ClusterLib
A Java Library for Hierarchical Bottom-up Clustering
ClusterLib is a free (open source) library for agglomerative hierarchical clustering written in Java. It was developed by Ramon Ziai and Niels Ott as a programming task for the seminar Computational Dialectometry taught by Thomas Zastrow and Erhard Hinrichs at the Seminar für Sprachwissenschaft (linguistics department) at Tübingen University.
ClusterLib can work with arrays of Java's Double as well
as with other custom data types. In principle, any class implementing the
DataPoint interface of this library can be used in clustering.
This type of clustering involves linkeage methods which are implemented in
a strategy pattern (cf. Gamma et al. 1995, p. 315). Therefore, new linkeage methods can be added easily.
The current implementation covers Nearest Neighbor, Furthest Neighbor,
Cluster Centroid Distance, Average Cluster Distance, and Ward's Method.
All of these were implemented as described in Schulte
im Walde (2003, p. 186).
Documentation
Part of the programming task was to write a documentation on how to use the program or library. The documentation of ClusterLib should enable every Java programmer to make use of it.

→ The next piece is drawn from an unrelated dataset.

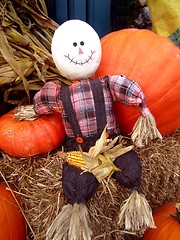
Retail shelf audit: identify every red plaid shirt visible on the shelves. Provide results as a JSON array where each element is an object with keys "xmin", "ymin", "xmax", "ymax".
[{"xmin": 34, "ymin": 75, "xmax": 146, "ymax": 137}]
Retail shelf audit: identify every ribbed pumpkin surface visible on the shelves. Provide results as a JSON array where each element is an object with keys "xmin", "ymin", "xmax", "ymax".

- ClusterLib Documentation (PDF file)
System Requirements
ClusterLib requires Java 1.5 or newer.
Download
Please be aware that this library is released under the GNU Lesser General Public License (v. 2.1)
- clusterlib-0.1.1.jar is the ready-to-use Java archive containing the class files.
- Get source code in a Zip file.
- View the JavaDoc online or download it as zip archive.
References
Gamma, Erich, Helm, Richard, Johnson, Ralph, and Vlissides, John (1995). Design Patterns: Elements of Reusable Object-Oriented Software. Boston: Addison-Wesley.
Schulte im Walde, Sabine (2003). Experiments on the Automatic Induction of German Semantic Verb Classes. Ph.D. thesis, Institut für Maschinelle Sprachverarbeitung, Universität Stuttgart. Published as AIMS Report 9(2). [PDF version online]